Cette inflexion ne serait toutefois qu’une première étape. UBS insiste sur le fait que la véritable accélération ne se matérialisera qu’avec un temps de latence propre à l’industrie de la mode et du luxe. Selon l’institution bancaire, le gros de l’accélération devrait survenir au second semestre 2026, « en raison du délai habituel dans l’industrie de la mode entre les débuts des directeurs artistiques sur les podiums et la montée en puissance des ventes des nouvelles collections ».

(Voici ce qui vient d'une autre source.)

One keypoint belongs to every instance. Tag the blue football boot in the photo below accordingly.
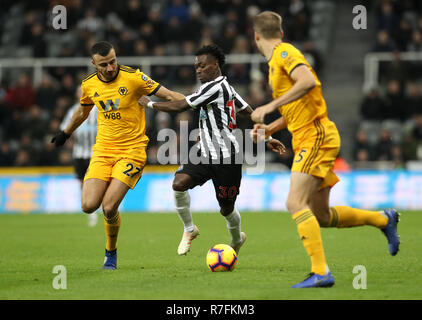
(316, 281)
(390, 231)
(110, 260)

Les changements de direction artistique, les nouvelles lignes et la réorientation de l’offre ne produisent leurs effets que plusieurs saisons plus tard, une fois que les collections sont pleinement déployées en boutiques et intégrées dans les habitudes d’achat des clients.
Retour de la créativité et réintroduction de prix d’entrée
Face au ralentissement de la demande, les grandes maisons ont commencé à corriger leur trajectoire. L’heure est à la réouverture du spectre de l’offre, avec deux axes majeurs : la créativité et les prix d’entrée de gamme.
UBS souligne ce tournant stratégique : « Cette évolution est due aux mesures prises par le secteur pour stimuler la créativité et réintroduire des prix d’entrée de gamme, ce qui a permis de maintenir une demande solide de la part des Américains et pourrait marquer le début d’une reprise chez les consommateurs chinois. »
Dans les faits, cette inflexion stratégique se traduit par une multiplication des nouveautés et des collections capsules, un rythme de renouvellement des lignes plus soutenu, le retour de produits à des niveaux de prix plus accessibles afin de préserver la clientèle intermédiaire, ainsi qu’un meilleur étagement de l’offre entre ultra-luxe, cœur de gamme et premiers prix de marque.
Pour UBS, ces ajustements ne doivent cependant pas être interprétés comme une sortie définitive de crise. « Bien que nous estimions que le secteur a pris les mesures nécessaires, notamment en apportant de la nouveauté et en réintroduisant des prix abordables, pour remédier à la lassitude actuelle envers le luxe, nous rappelons aux investisseurs que la reprise séquentielle du secteur n’en est encore qu’à ses débuts », alerte la banque suisse.
La phase actuelle est donc celle d’un redressement graduel, encore fragile, qui devra être confirmé trimestre après trimestre.
Une reprise géographiquement différenciée
L’évolution du secteur du luxe ne se joue pas seulement dans les bilans des maisons, mais aussi dans la géographie de la demande. UBS anticipe une reprise à plusieurs vitesses, mais globalement synchronisée avec +6 % de croissance pour le “cluster” chinois (dépenses de luxe à domicile et à l’étranger), +7 % pour les consommateurs américains et +6 % pour les Européens.
En Chine, la banque identifie des « signes encourageants ». Les efforts des marques pour raviver le désir de la clientèle aspirationnelle – repositionnement des prix, renforcement de l’expérience boutique, campagnes ciblées – commencent à porter leurs fruits.
« Nous pensons que la consommation de produits de luxe en 2026 devrait être soutenue par davantage de nouveauté et de créativité, à des prix plus attractifs, ce qui contribuera à renouer avec les consommateurs ambitieux, y compris en Chine », résume UBS
Au Japon et en Europe, la reprise est attendue plus régulière mais moins spectaculaire, portée par une clientèle locale fidèle et par le retour progressif des flux touristiques haut de gamme.
Un potentiel boursier encore significatif à moyen terme
En miroir de cette transformation sectorielle, les perspectives boursières restent jugées attractives à moyen terme. UBS anticipe une croissance moyenne des titres de sa couverture de 6,5 % en 2026 en données comparables, avec des profils différenciés :
- Richemont : +9,5 %
- Hermès : +8,9 %
- LVMH : +5,5 %
- Swatch : +1,8 %
Par zones, la banque table sur +8 % pour la Chine, +7 % pour le Japon et +4 % pour l’Europe. Ces anticipations reflètent un scénario où le luxe ne retrouve pas immédiatement les excès de croissance d’avant-crise, mais installe une trajectoire plus saine, fondée sur la qualité de l’offre, la discipline sur les prix et le recentrage sur la valeur perçue.